THE END AS I KNOW IT

A Novel of Millennial Anxiety

by Kevin Shay

Pub Date: Dec. 26th, 2006
ISBN: 0-385-51821-8
Publisher: Doubleday

In the late ’90s, a few pundits figured that one day we’d look back at the Y2K panic and laugh. Debut novelist Shay figures that day is here.

Randall Knight essentially lives off the grid. It’s 1998, and he spends his days touring the country as a puppeteer-singer, entertaining grade-schoolers during the day and drinking himself into a stupor at night. Not exactly a life with a promising future, but Randall figures the future’s irrelevant anyway: He’s wholly convinced that the Y2K bug will spell the ruin of modern civilization, and much of his human interaction is with fellow online “doomers” who are forever getting in flame wars with the skeptical “pollys” who don’t feel that New Year’s Day 2000 will mark the beginning of the apocalypse. The story lightheartedly follows Randall as he travels, preaching the Y2K gospel to those he crashes with. Randall’s clearly misguided, but the author smartly makes his hero an intelligent, entertainingly snarky fellow who often laments the company he keeps (“My life has come to this: meeting a pseudonymous crypto-racist gun nut in a café in Roanoke, Virginia”). And anyway, just about everybody in the country is wrapped up in some obsession or other at the fin-de-siècle: Randall’s uncle and aunt in Denver sell for Amway; his ex-girlfriend in San Francisco is seduced by the dot-com boom; all the kids are reading Harry Potter, which evangelicals figure is Satan’s doing; and the whole nation is sucked into the Monica Lewinsky scandal.

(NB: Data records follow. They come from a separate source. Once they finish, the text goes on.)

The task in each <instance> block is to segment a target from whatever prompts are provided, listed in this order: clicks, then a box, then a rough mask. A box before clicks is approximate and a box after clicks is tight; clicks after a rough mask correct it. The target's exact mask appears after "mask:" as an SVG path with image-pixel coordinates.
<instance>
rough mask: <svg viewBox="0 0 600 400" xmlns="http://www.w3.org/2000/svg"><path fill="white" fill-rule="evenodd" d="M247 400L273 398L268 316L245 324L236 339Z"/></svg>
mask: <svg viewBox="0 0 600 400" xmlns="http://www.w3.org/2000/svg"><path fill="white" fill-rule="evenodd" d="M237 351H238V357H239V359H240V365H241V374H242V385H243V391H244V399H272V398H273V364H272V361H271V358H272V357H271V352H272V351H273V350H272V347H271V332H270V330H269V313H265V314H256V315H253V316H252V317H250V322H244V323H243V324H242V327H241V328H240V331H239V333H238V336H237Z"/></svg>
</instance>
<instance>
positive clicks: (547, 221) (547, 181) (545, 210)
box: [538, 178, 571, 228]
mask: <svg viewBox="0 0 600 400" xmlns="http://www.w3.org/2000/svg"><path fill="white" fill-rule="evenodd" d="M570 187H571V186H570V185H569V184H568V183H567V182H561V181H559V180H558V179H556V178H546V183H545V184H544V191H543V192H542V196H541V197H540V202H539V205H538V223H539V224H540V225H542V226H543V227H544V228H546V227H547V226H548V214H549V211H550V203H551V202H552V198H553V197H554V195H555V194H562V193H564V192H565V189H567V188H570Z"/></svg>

Randall eventually drifts into the Texas home of a family whose conspiracy-theory paranoia trumps even his, but it brings him into the arms of the person who can help return him to the world of sensible citizenry. Shay clearly strains to neatly tie up the various plot threads, and his efforts to keep the mood light lead to some clunky jokes—but it’s mostly a sure-footed romp.

A smirking time capsule of millennial tension.